By Rual de Vries for MyBroadband
The Communications Risk Information Centre (Comric) says that relying solely on collecting customers’ biometric data to curb SIM swap fraud won’t do the trick.
Comric is a non-profit organisation established by MTN, Cell C, Telkom, Vodacom, and Liquid Intelligent Technologies.
Its goal is to identify, prevent, and mitigate risks within the South African telecommunications industry.
The Independent Communications Authority of South Africa (Icasa) published draft regulations in March 2022 that would require mobile network operators to collect subscriber biometric data.
Icasa said these regulations would reduce instances of mobile number hijacking via fraudulent SIM swaps and number porting.
The South African Banking Risk Information Centre crime statistics showed that fraudulent SIM swap incidents nearly doubled in 2020 — from 11,646 in 2019 to 22,285 in 2020.
Scammers use these techniques to take control of targets’ cellphone numbers and access their Internet banking applications.
In response to Icasa’s proposed regulations, Comric met all of the country’s mobile network operators to examine the implications and feasibility of biometric data collection.
MyBroadband asked Comric what consensus mobile operators came to during the forum.
“As biometric data is indicated as [Icasa’s] solution [to fraudulent SIM swaps], the telecommunications industry would like to explore alternative solutions,” Comric CEO Vernall Muller said.
“Biometrics is but one of many strategies to use — to require operators to implement only biometrics is taking a single approach solution, which is not the silver bullet.”
Although Comric members agree that SIM swap fraud is a problem, they said that other issues require attention in the short to medium term.
“Less than one percent of SIM swaps performed annually are fraudulent,” Comric said.
“SIM swap is but one problem, whereas identity fraud is much more problematic.”
Comric noted that the telecommunication industry already has a dedicated workstream focused on reducing the number of fraudulent SIM swaps and implementing mitigative measures.
Besides being too limited in scope, Comric said that there are several challenges and limitations to collecting subscriber biometric data.
“For operators who use direct customer touchpoints across South Africa in the informal and rural areas, implementing biometrics will have immense cost implications and logistical challenges,” said Comric.
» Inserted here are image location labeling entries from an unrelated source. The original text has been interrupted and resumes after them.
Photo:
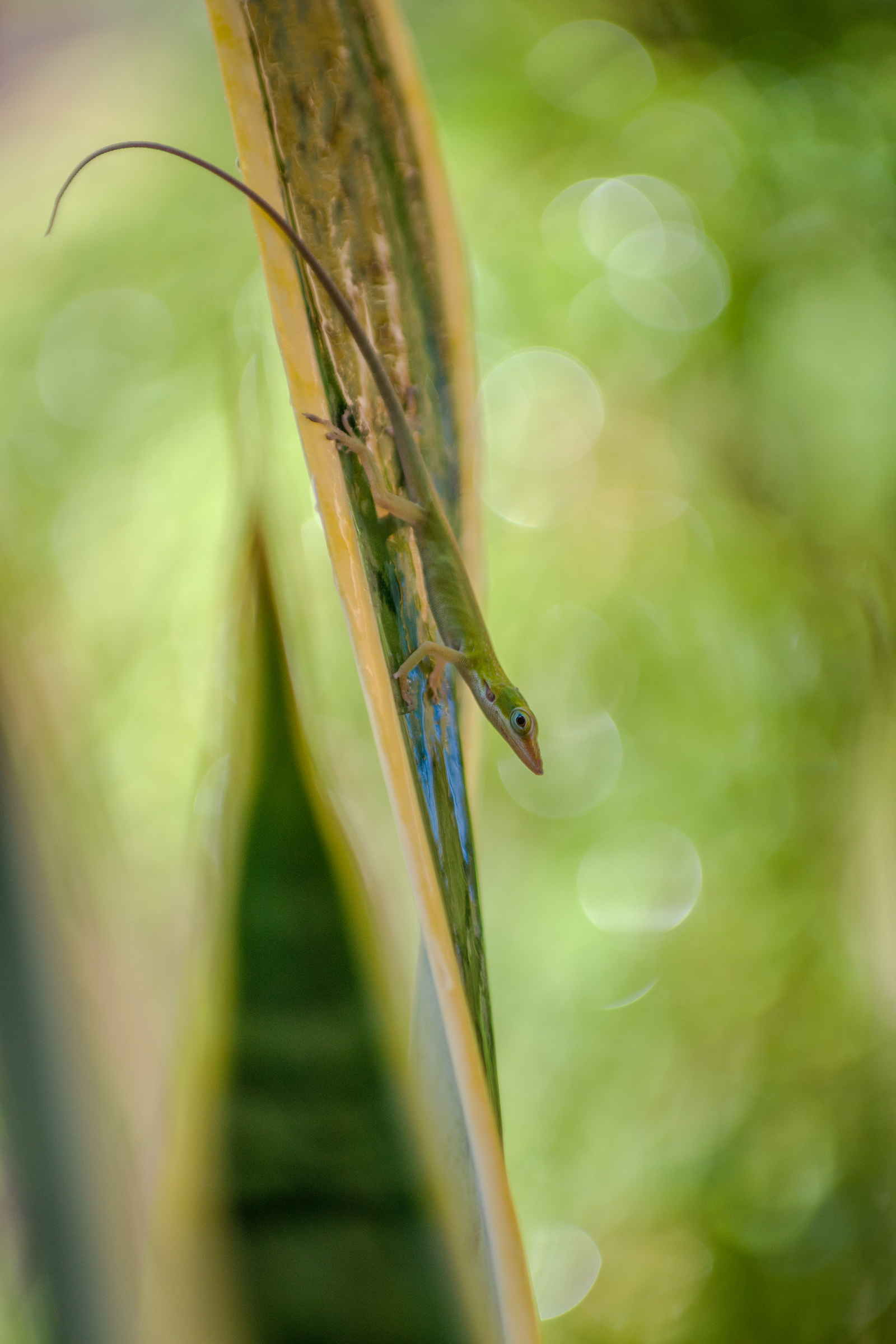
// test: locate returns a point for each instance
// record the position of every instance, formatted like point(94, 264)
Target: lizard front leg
point(440, 654)
point(383, 498)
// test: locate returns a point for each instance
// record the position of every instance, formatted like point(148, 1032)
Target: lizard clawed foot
point(339, 436)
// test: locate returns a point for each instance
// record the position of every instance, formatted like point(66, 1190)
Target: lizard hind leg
point(383, 498)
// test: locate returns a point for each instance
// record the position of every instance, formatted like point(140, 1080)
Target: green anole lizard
point(465, 639)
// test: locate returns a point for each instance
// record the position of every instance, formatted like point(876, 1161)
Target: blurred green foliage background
point(683, 239)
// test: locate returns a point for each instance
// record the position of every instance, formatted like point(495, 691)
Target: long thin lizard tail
point(394, 408)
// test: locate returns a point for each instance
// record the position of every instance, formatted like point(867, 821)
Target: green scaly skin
point(466, 643)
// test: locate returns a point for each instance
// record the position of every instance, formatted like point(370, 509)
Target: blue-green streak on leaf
point(338, 1235)
point(352, 187)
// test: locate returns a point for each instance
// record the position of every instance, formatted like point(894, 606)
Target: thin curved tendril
point(347, 312)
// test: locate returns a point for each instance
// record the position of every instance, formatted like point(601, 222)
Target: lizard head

“Operators that use wholesale channels do not appoint their own agents in the distribution channels, which means they have no control or visibility over the implementation of biometrics,” the association added.
“Should Icasa’s proposed changes get adopted, it will require extensive changes to existing systems and databases.”
Therefore, the forum attendees agreed they should be allowed to present Icasa with a timeline regarding biometric data implementation.
“The implementation should be done in a flexible manner, where operators are given leeway to decide what is best to accommodate all consumers,” the association said.
“In the interim, the telecommunications industry, Comric, and ICASA should engage further to identify the core of the problem we want to solve, identify temporary solutions, and create a long-term plan to implement biometrics.”